By MIKE READLING
© St. Petersburg Times, published August 25, 2000
Florida A&M coach Billy Joe stares at his schedule, perennially one of the toughest in Division I-AA, and feels a little like a cowboy invited to a gunfight with the flashiest pistol in the group.
Unfortunately for Joe, there is a good chance the only thing coming out of the barrel is a stick with a flag that says "Bang."
After coming within 44 seconds of advancing to the Division I-AA championship game last season, Joe and the Rattlers will attempt to replace a quarterback who threw for more than 2,000 yards and 23 touchdowns, not to mention three of their top four receivers. For the first time in a long time, FAMU's offense may not be the talk of the MEAC.

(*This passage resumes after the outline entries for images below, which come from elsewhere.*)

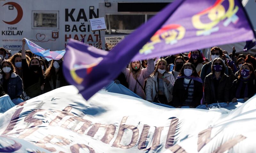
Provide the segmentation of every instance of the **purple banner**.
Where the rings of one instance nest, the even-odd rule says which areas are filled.
[[[132,60],[251,40],[251,25],[240,0],[183,1]]]
[[[177,0],[108,54],[70,41],[64,73],[88,100],[131,61],[252,40],[248,18],[240,0]]]

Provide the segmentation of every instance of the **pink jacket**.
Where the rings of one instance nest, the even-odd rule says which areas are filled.
[[[154,60],[153,59],[148,60],[147,68],[141,69],[140,73],[137,78],[138,81],[142,87],[144,86],[145,80],[148,77],[154,70],[155,64]],[[146,95],[143,89],[137,82],[136,80],[133,78],[132,74],[129,73],[129,69],[125,68],[122,71],[123,73],[124,74],[127,82],[129,85],[129,89],[133,92],[135,91],[134,92],[135,93],[144,99],[145,99]]]

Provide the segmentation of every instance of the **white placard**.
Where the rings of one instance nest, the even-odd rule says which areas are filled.
[[[103,30],[107,29],[104,17],[92,18],[89,20],[92,31]]]
[[[108,49],[112,49],[124,39],[124,36],[105,37],[105,41],[106,43],[108,44]]]

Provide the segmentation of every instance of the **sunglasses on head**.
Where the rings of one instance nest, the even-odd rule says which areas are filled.
[[[220,53],[212,53],[211,54],[212,55],[220,55]]]
[[[214,65],[222,65],[222,63],[217,63],[217,62],[214,63]]]

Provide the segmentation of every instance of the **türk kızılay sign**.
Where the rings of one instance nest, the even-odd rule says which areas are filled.
[[[73,86],[0,115],[1,152],[254,152],[256,97],[231,111],[170,108]],[[225,152],[226,151],[226,152]]]
[[[105,41],[108,44],[108,49],[111,49],[124,39],[124,36],[105,37]]]

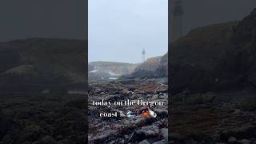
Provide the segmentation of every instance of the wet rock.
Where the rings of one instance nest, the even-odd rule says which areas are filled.
[[[176,141],[182,141],[186,138],[186,137],[183,134],[180,134],[178,133],[170,133],[170,138]]]
[[[159,142],[154,142],[153,144],[165,144],[165,142],[163,141],[159,141]]]
[[[165,139],[168,140],[168,129],[167,128],[161,129],[161,133],[162,136],[165,138]]]
[[[57,144],[57,142],[51,136],[46,136],[40,141],[39,144]]]
[[[21,133],[22,142],[35,142],[39,139],[43,134],[42,130],[38,125],[31,124],[26,126]]]
[[[7,130],[7,118],[0,110],[0,139],[5,135]]]
[[[168,117],[168,110],[166,109],[155,109],[154,111],[158,114],[159,118],[167,118]]]
[[[142,127],[142,129],[137,130],[137,134],[144,136],[146,138],[158,136],[159,133],[159,129],[153,125],[153,126],[148,126]]]
[[[140,142],[138,144],[150,144],[147,140]]]
[[[247,139],[242,139],[242,140],[238,141],[238,143],[239,143],[239,144],[250,144],[250,141],[247,140]]]
[[[230,137],[235,137],[236,138],[245,138],[254,137],[256,131],[256,126],[254,125],[246,125],[234,128],[230,131],[224,131],[222,137],[229,138]]]
[[[234,137],[230,137],[230,138],[229,138],[229,140],[228,140],[228,142],[229,143],[234,143],[234,142],[236,142],[238,140],[237,140],[237,138],[235,138]]]
[[[228,140],[228,142],[229,143],[234,143],[234,142],[236,142],[238,140],[237,140],[237,138],[235,138],[234,137],[230,137],[230,138],[229,138],[229,140]]]
[[[62,135],[57,136],[57,140],[62,140],[62,139],[63,139],[63,136]]]

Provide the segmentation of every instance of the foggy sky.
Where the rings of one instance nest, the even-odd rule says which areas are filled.
[[[0,42],[30,38],[86,39],[86,0],[1,0]]]
[[[89,0],[89,62],[137,63],[168,50],[168,0]]]
[[[184,34],[203,26],[238,21],[256,8],[255,0],[182,0]]]

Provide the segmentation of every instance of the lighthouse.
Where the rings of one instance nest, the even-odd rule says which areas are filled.
[[[171,4],[171,40],[174,42],[183,34],[184,10],[182,0],[173,0]]]

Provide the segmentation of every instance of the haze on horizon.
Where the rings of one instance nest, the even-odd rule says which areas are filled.
[[[168,51],[168,0],[89,0],[89,62],[138,63]]]

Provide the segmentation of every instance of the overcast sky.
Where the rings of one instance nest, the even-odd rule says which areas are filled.
[[[142,62],[168,50],[168,0],[89,0],[89,62]]]
[[[1,0],[0,42],[30,38],[86,39],[85,0]]]
[[[256,8],[256,0],[182,0],[184,34],[210,24],[238,21]]]

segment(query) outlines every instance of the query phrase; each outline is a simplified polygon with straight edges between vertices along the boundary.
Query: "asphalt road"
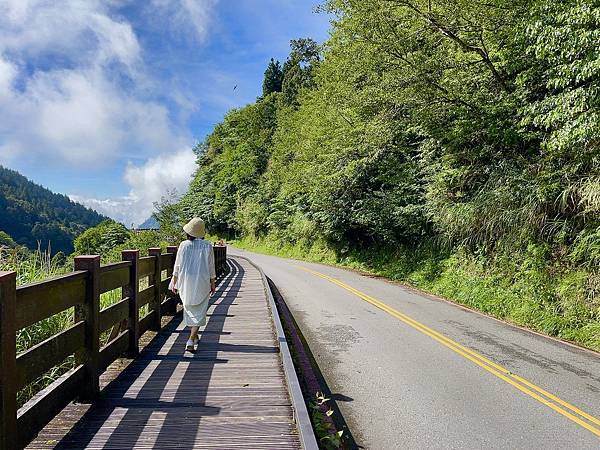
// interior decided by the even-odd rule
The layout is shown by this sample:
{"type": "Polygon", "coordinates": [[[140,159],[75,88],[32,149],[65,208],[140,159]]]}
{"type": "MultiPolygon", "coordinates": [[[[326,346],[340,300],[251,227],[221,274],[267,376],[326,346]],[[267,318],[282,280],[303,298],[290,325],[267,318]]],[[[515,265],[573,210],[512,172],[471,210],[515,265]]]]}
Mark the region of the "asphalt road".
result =
{"type": "Polygon", "coordinates": [[[352,271],[231,253],[273,280],[364,448],[600,449],[598,354],[352,271]]]}

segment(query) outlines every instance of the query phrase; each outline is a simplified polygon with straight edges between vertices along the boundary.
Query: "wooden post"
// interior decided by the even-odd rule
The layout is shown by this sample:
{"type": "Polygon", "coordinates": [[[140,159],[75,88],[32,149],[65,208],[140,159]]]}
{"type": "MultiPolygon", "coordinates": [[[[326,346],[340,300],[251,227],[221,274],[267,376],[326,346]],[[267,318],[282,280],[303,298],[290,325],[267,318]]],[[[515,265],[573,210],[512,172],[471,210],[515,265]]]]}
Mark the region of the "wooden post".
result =
{"type": "Polygon", "coordinates": [[[156,260],[154,261],[154,275],[152,277],[154,283],[154,295],[152,297],[152,301],[150,302],[150,309],[154,311],[152,321],[150,322],[150,329],[152,331],[160,331],[161,327],[161,311],[160,304],[162,302],[162,295],[160,284],[162,281],[162,267],[160,266],[160,255],[162,250],[160,247],[158,248],[149,248],[148,255],[154,256],[156,260]]]}
{"type": "Polygon", "coordinates": [[[76,318],[85,321],[85,345],[81,353],[85,375],[80,400],[92,401],[100,393],[100,256],[76,256],[75,270],[88,272],[85,300],[76,308],[76,318]]]}
{"type": "MultiPolygon", "coordinates": [[[[173,268],[175,267],[175,259],[177,258],[177,246],[169,245],[167,247],[167,253],[173,254],[173,265],[167,268],[167,276],[173,276],[173,268]]],[[[177,312],[177,303],[175,300],[169,302],[169,314],[175,314],[177,312]]]]}
{"type": "Polygon", "coordinates": [[[168,270],[168,273],[171,275],[173,273],[173,267],[175,266],[175,258],[177,258],[177,246],[176,245],[169,245],[167,247],[167,253],[172,253],[173,254],[173,266],[171,266],[168,270]]]}
{"type": "Polygon", "coordinates": [[[139,275],[139,250],[123,250],[121,253],[123,261],[131,261],[129,268],[129,283],[123,287],[123,297],[129,298],[129,317],[127,319],[127,328],[129,330],[129,346],[127,347],[127,355],[136,357],[140,352],[139,337],[140,337],[140,314],[138,308],[138,292],[140,290],[140,275],[139,275]]]}
{"type": "Polygon", "coordinates": [[[0,272],[0,449],[17,448],[17,273],[0,272]]]}

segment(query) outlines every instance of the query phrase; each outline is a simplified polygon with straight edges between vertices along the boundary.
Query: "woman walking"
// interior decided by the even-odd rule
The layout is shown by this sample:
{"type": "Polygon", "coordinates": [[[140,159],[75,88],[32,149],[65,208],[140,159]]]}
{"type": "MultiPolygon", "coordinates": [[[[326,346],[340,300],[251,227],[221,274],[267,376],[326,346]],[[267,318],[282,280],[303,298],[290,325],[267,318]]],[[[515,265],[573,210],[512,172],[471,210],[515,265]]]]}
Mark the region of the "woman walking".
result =
{"type": "Polygon", "coordinates": [[[184,227],[187,239],[179,244],[173,269],[172,291],[183,302],[183,321],[191,327],[185,348],[193,352],[198,344],[198,327],[206,325],[208,299],[215,293],[215,256],[210,242],[204,240],[204,221],[197,217],[184,227]]]}

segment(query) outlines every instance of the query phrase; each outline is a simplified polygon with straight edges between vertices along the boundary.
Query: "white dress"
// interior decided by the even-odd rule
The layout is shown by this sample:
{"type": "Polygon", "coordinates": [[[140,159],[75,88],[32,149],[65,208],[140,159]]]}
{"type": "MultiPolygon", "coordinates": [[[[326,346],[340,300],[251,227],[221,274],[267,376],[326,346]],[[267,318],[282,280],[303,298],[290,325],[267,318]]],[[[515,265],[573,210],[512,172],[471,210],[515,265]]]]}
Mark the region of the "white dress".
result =
{"type": "Polygon", "coordinates": [[[173,276],[183,302],[183,320],[188,327],[206,325],[210,280],[216,278],[212,244],[204,239],[179,244],[173,276]]]}

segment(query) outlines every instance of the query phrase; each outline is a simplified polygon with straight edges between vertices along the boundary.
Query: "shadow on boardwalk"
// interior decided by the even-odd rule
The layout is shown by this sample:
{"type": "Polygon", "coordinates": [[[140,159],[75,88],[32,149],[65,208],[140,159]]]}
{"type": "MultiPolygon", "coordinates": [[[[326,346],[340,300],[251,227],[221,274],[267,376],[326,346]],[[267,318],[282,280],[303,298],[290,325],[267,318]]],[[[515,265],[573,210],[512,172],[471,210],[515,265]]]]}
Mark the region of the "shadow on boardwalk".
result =
{"type": "MultiPolygon", "coordinates": [[[[57,443],[56,448],[193,448],[206,438],[207,430],[203,432],[201,428],[206,429],[207,426],[201,427],[202,419],[221,414],[220,406],[211,406],[209,403],[230,405],[236,402],[239,405],[240,397],[231,394],[232,388],[223,377],[223,372],[220,372],[218,380],[213,380],[215,367],[228,363],[223,354],[236,353],[246,358],[244,353],[256,353],[267,357],[265,354],[277,353],[277,348],[220,342],[231,334],[225,331],[225,322],[235,317],[229,312],[238,300],[245,275],[238,262],[229,260],[229,266],[229,274],[211,299],[198,352],[184,352],[188,332],[181,323],[181,317],[174,319],[103,390],[100,398],[57,443]],[[228,391],[224,392],[224,397],[219,397],[218,402],[209,402],[209,388],[219,392],[222,388],[228,391]],[[231,398],[228,398],[229,395],[231,398]]],[[[234,372],[232,376],[237,377],[239,373],[234,372]]],[[[243,398],[241,401],[243,403],[243,398]]],[[[230,411],[228,414],[235,416],[247,413],[230,411]]],[[[235,421],[227,422],[223,427],[209,425],[209,428],[214,428],[210,430],[213,435],[233,433],[241,437],[249,431],[244,430],[244,425],[241,425],[241,429],[240,426],[236,428],[235,421]]]]}

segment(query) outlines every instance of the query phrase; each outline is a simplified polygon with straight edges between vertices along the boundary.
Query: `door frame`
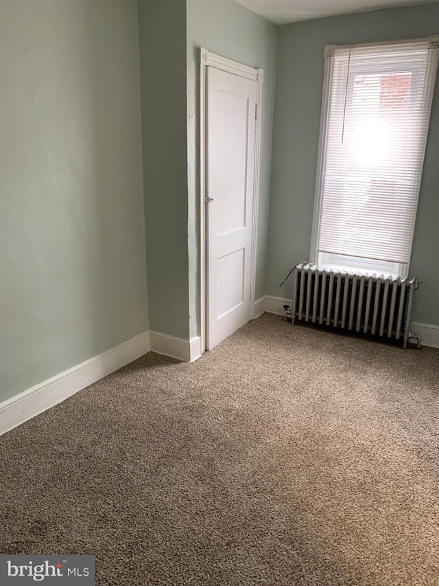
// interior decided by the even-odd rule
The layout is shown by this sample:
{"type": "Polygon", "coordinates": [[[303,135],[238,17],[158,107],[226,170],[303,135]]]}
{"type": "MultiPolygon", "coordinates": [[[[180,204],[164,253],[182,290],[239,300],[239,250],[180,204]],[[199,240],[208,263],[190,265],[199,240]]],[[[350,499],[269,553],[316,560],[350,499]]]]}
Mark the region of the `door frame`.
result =
{"type": "Polygon", "coordinates": [[[250,268],[250,286],[253,311],[252,317],[254,317],[254,295],[256,289],[256,253],[257,243],[258,211],[259,203],[259,170],[261,159],[261,114],[262,104],[262,84],[263,70],[250,67],[226,59],[220,55],[211,53],[202,47],[198,47],[198,60],[200,62],[200,324],[201,326],[201,353],[206,351],[206,295],[207,278],[207,226],[206,206],[207,194],[206,192],[206,176],[207,157],[206,152],[206,115],[207,105],[207,76],[206,67],[215,67],[223,71],[239,76],[242,78],[255,81],[256,83],[256,131],[254,137],[254,181],[253,185],[253,213],[252,220],[252,256],[250,268]]]}

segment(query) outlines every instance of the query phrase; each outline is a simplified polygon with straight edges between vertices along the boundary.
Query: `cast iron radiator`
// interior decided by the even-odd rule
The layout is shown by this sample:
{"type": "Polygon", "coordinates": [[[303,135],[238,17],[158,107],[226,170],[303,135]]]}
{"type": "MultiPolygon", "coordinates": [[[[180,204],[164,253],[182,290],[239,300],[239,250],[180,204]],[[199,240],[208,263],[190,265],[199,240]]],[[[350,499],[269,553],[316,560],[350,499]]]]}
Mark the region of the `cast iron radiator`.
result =
{"type": "Polygon", "coordinates": [[[401,339],[420,338],[410,331],[416,279],[367,275],[301,263],[293,269],[292,321],[401,339]]]}

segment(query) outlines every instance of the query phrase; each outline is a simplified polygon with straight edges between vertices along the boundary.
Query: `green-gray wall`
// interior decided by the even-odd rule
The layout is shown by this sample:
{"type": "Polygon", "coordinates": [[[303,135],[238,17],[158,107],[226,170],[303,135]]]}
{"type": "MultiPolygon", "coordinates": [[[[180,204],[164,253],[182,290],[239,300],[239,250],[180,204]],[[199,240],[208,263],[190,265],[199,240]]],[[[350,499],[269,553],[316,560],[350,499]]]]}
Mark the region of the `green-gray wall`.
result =
{"type": "Polygon", "coordinates": [[[0,1],[0,401],[147,330],[134,0],[0,1]]]}
{"type": "Polygon", "coordinates": [[[186,1],[138,8],[150,326],[188,339],[186,1]]]}
{"type": "MultiPolygon", "coordinates": [[[[439,33],[439,3],[284,25],[278,30],[267,293],[309,256],[325,45],[385,41],[439,33]]],[[[410,274],[423,281],[414,319],[439,324],[439,91],[434,98],[410,274]]]]}
{"type": "MultiPolygon", "coordinates": [[[[233,0],[187,0],[187,120],[191,335],[200,334],[199,87],[197,48],[264,71],[256,297],[265,293],[276,27],[233,0]]],[[[148,273],[150,278],[150,273],[148,273]]]]}

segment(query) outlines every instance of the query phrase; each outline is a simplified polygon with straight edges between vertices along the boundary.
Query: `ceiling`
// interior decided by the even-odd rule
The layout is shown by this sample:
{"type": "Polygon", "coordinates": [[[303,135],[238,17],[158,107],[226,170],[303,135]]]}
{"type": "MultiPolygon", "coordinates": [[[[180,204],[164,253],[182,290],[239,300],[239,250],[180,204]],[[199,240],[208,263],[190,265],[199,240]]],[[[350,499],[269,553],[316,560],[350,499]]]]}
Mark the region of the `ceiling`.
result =
{"type": "Polygon", "coordinates": [[[390,6],[427,4],[436,0],[237,0],[276,24],[362,12],[390,6]]]}

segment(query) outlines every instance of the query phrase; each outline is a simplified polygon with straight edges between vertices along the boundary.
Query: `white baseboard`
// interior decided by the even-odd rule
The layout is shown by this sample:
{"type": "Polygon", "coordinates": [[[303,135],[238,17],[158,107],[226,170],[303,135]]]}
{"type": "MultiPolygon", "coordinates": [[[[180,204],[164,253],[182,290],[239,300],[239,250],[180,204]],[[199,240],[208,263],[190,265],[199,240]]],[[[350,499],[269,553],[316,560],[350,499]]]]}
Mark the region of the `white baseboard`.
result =
{"type": "Polygon", "coordinates": [[[149,332],[64,370],[0,403],[0,435],[150,351],[149,332]]]}
{"type": "MultiPolygon", "coordinates": [[[[254,303],[255,317],[259,317],[264,312],[275,313],[276,315],[283,315],[283,306],[289,305],[291,308],[292,303],[290,299],[265,295],[254,303]]],[[[423,346],[439,348],[439,326],[412,322],[411,329],[414,334],[420,336],[423,346]]]]}
{"type": "Polygon", "coordinates": [[[152,352],[176,358],[185,362],[193,362],[201,356],[201,338],[190,340],[176,338],[159,332],[150,332],[150,343],[152,352]]]}
{"type": "Polygon", "coordinates": [[[254,302],[253,319],[256,319],[257,317],[259,317],[263,313],[265,313],[265,297],[261,297],[254,302]]]}
{"type": "Polygon", "coordinates": [[[422,346],[439,348],[439,326],[412,322],[411,329],[414,334],[420,336],[422,346]]]}

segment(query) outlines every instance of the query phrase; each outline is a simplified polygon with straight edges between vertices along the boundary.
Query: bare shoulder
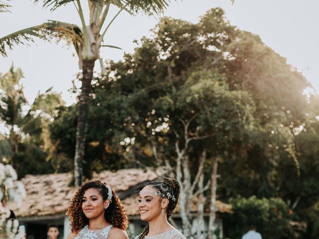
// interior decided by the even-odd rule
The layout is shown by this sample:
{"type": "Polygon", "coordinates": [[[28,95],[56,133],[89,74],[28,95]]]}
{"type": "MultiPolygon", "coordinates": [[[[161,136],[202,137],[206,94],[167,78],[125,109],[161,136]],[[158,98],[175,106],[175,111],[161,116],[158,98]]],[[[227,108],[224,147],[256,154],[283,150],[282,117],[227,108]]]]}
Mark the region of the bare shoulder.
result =
{"type": "Polygon", "coordinates": [[[126,232],[115,227],[112,227],[110,230],[109,237],[110,239],[129,239],[126,232]]]}
{"type": "Polygon", "coordinates": [[[74,233],[72,233],[71,232],[69,233],[68,234],[68,236],[66,238],[66,239],[74,239],[76,237],[76,234],[74,234],[74,233]]]}

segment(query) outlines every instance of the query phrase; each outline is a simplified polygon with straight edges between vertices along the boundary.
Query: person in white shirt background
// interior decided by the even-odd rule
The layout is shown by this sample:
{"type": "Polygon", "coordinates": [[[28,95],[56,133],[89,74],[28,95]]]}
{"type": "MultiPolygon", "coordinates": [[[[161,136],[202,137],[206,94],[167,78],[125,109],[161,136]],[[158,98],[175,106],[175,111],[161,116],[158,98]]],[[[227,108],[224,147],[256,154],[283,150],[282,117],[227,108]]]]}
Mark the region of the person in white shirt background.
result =
{"type": "Polygon", "coordinates": [[[262,239],[261,235],[259,233],[257,233],[256,230],[256,227],[252,225],[248,232],[244,235],[241,239],[262,239]]]}

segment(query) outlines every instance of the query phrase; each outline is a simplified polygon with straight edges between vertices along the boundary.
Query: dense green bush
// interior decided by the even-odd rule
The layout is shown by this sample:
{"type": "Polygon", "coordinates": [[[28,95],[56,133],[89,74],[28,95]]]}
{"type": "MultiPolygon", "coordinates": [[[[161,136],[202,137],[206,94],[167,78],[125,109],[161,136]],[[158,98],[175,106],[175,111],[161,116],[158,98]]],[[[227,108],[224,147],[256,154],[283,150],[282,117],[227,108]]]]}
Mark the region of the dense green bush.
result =
{"type": "Polygon", "coordinates": [[[259,199],[253,196],[232,199],[230,202],[234,213],[228,217],[231,225],[229,230],[230,238],[241,238],[251,225],[256,226],[263,239],[294,238],[293,231],[289,226],[293,211],[283,200],[274,198],[259,199]]]}

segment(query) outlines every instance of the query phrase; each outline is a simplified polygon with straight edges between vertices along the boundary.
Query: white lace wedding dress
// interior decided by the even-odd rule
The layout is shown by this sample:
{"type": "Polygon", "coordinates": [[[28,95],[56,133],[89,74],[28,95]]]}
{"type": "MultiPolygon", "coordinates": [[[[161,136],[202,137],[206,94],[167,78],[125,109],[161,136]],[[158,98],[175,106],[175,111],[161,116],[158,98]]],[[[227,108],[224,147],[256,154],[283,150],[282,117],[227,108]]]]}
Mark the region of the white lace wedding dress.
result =
{"type": "Polygon", "coordinates": [[[80,231],[75,239],[107,239],[112,225],[109,225],[98,231],[90,231],[86,225],[80,231]]]}
{"type": "MultiPolygon", "coordinates": [[[[139,236],[135,239],[138,239],[139,236]]],[[[160,233],[154,237],[145,236],[144,239],[186,239],[180,232],[177,229],[173,229],[164,233],[160,233]]]]}

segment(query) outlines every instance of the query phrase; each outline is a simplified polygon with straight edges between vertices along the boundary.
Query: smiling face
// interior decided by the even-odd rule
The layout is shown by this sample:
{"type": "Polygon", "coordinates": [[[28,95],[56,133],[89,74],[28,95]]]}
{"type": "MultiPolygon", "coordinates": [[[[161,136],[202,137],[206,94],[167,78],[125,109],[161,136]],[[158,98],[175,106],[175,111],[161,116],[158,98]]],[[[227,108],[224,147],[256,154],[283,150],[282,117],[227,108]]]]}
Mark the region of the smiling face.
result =
{"type": "MultiPolygon", "coordinates": [[[[142,191],[150,192],[157,190],[151,186],[147,186],[142,191]]],[[[156,195],[154,193],[144,193],[140,195],[139,202],[141,220],[147,222],[162,217],[162,208],[165,208],[168,204],[167,199],[161,199],[160,196],[156,195]]]]}
{"type": "Polygon", "coordinates": [[[82,198],[82,210],[88,219],[104,216],[104,207],[108,206],[109,200],[103,201],[102,196],[96,188],[87,189],[82,198]]]}

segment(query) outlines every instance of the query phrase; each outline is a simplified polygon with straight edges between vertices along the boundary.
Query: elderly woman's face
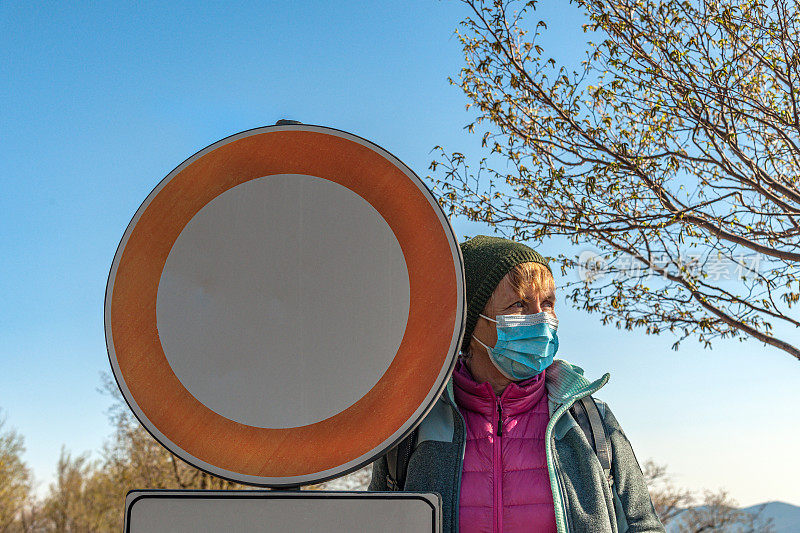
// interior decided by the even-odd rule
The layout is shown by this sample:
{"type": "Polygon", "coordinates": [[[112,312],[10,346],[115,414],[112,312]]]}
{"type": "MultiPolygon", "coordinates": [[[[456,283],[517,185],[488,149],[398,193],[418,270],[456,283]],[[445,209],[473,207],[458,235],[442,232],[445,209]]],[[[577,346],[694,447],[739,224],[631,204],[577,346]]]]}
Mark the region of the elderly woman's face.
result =
{"type": "MultiPolygon", "coordinates": [[[[523,292],[523,296],[520,297],[511,285],[507,274],[497,284],[486,307],[483,308],[483,314],[490,318],[495,318],[497,315],[532,315],[541,312],[552,313],[553,316],[556,316],[556,297],[553,291],[543,293],[531,283],[523,292]]],[[[495,391],[500,394],[511,380],[497,370],[489,358],[489,352],[475,340],[477,337],[487,346],[497,344],[497,328],[494,322],[478,317],[472,337],[469,345],[472,354],[469,360],[470,371],[479,383],[489,381],[495,391]]]]}

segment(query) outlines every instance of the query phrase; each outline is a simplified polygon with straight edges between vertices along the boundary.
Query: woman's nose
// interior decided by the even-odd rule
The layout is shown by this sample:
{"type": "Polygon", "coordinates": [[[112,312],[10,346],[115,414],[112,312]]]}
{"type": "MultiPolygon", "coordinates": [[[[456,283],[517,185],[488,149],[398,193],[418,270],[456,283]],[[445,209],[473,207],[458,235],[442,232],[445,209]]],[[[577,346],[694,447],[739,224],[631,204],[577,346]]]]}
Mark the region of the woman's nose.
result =
{"type": "Polygon", "coordinates": [[[528,300],[525,302],[525,306],[527,307],[525,314],[535,315],[536,313],[542,312],[542,304],[539,302],[538,298],[535,300],[528,300]]]}

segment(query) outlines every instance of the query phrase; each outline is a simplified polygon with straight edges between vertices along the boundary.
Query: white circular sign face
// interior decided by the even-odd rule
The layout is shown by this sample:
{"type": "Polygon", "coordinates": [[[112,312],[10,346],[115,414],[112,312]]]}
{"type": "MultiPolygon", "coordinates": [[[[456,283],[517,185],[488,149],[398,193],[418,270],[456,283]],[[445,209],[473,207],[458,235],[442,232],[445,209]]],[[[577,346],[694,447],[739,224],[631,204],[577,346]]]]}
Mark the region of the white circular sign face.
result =
{"type": "Polygon", "coordinates": [[[310,125],[201,150],[145,199],[105,301],[142,425],[214,475],[289,487],[375,460],[447,385],[466,304],[447,216],[397,158],[310,125]]]}
{"type": "Polygon", "coordinates": [[[198,401],[291,428],[375,386],[408,309],[403,252],[380,213],[332,181],[278,174],[228,189],[189,221],[156,316],[167,361],[198,401]]]}

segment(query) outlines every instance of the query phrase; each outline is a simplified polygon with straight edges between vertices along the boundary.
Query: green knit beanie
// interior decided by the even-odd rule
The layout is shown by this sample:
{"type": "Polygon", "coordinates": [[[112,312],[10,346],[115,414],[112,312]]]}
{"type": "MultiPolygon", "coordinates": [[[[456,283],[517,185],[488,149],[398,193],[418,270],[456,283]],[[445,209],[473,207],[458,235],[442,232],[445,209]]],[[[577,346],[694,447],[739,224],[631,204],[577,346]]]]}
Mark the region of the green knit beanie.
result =
{"type": "MultiPolygon", "coordinates": [[[[550,265],[533,248],[502,237],[477,235],[459,246],[461,255],[464,256],[464,277],[467,283],[467,324],[461,343],[461,351],[465,352],[472,339],[478,315],[483,312],[500,280],[520,263],[541,263],[547,270],[550,270],[550,265]]],[[[550,274],[552,273],[550,270],[550,274]]]]}

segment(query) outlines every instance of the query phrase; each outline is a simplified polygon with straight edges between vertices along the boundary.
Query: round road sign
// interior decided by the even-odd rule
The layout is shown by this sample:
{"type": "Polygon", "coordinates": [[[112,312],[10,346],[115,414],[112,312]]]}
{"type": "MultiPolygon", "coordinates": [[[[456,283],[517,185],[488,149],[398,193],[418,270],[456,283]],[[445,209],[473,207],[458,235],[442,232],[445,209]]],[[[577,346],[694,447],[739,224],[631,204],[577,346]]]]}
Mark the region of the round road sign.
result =
{"type": "Polygon", "coordinates": [[[286,487],[373,461],[443,391],[461,253],[386,150],[310,125],[196,153],[139,207],[111,267],[106,344],[144,427],[212,474],[286,487]]]}

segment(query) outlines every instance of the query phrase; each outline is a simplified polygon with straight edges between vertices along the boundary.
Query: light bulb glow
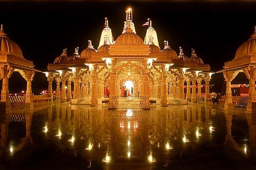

"Even though we have an outstanding quarterback coming back, we're going to be down a little bit," Joe said. "We have the trigger man, but I don't know if we have the bullets now."
One big bullet returning to FAMU is receiver Jaquay Nunnally. Nunnally caught 68 passes for 774 yards and seven touchdowns last season. After catching 93 passes in 1998, the senior needs 43 to break Jerry Rice's career record.
"I think he will have his best year ever this year," Joe said. "There's a good chance he may break that record, but the fact that he's the only one returning gives me some cause for concern. Hopefully some of the rising freshmen and sophomores can get the job done."
Working in the Rattlers' favor is the fact that quarterback Quinn Gray has been around the system for five years. After three years of being knocked from the No. 1 job by junior college or Division I transfers, he is finally set to take the reins of the Gulf Coast Offense.
The past two seasons, Gray has been bumped by Pat Bonner and JaJuan Seider, both of whom went to the NFL after graduating. This season, Joe is sticking with the senior who threw for 1,329 yards and 13 touchdowns last season.
"This is our first home-grown quarterback," Joe said. "Last year JaJuan Seider came from West Virginia and earned the job after the first three games, had an unbelieveable season and was drafted by the Chargers. But this year we have no quarterback at this time conceivable of beating Quinn out. I'm very happy we have an experienced quarterback going into the season."
While Gray is the most experienced part of the offense, the Rattler defense is going to be the main reason for any success FAMU might have.
Beginning with defensive end Jauron Dailey, who had 19 tackles and two sacks last season, and ending with a linebacking corps as fine as any in the nation, and FAMU could improve upon last year's numbers. That's saying something when you consider the Rattler defense held opponents to 23 points and 158 yards rushing per game.
"Jauron Dailey is very quick, an outstanding pass rusher with great technique," Joe said. "He's going to get it done for us. He's truly an All-American."
Behind Dailey is a linebacking squad led by Patrick Burrows, whom Joe compared to Earl Holmes Jr., one of the greatest tacklers in school history.
"We have great depth at linebacker," Joe said. "I could go on and on and on talking about those guys. We have Patrick Burrows, who could be the best linebacker to ever play at FAMU. Our defense is linebacker driven, and one thing we have have quality is linebackers."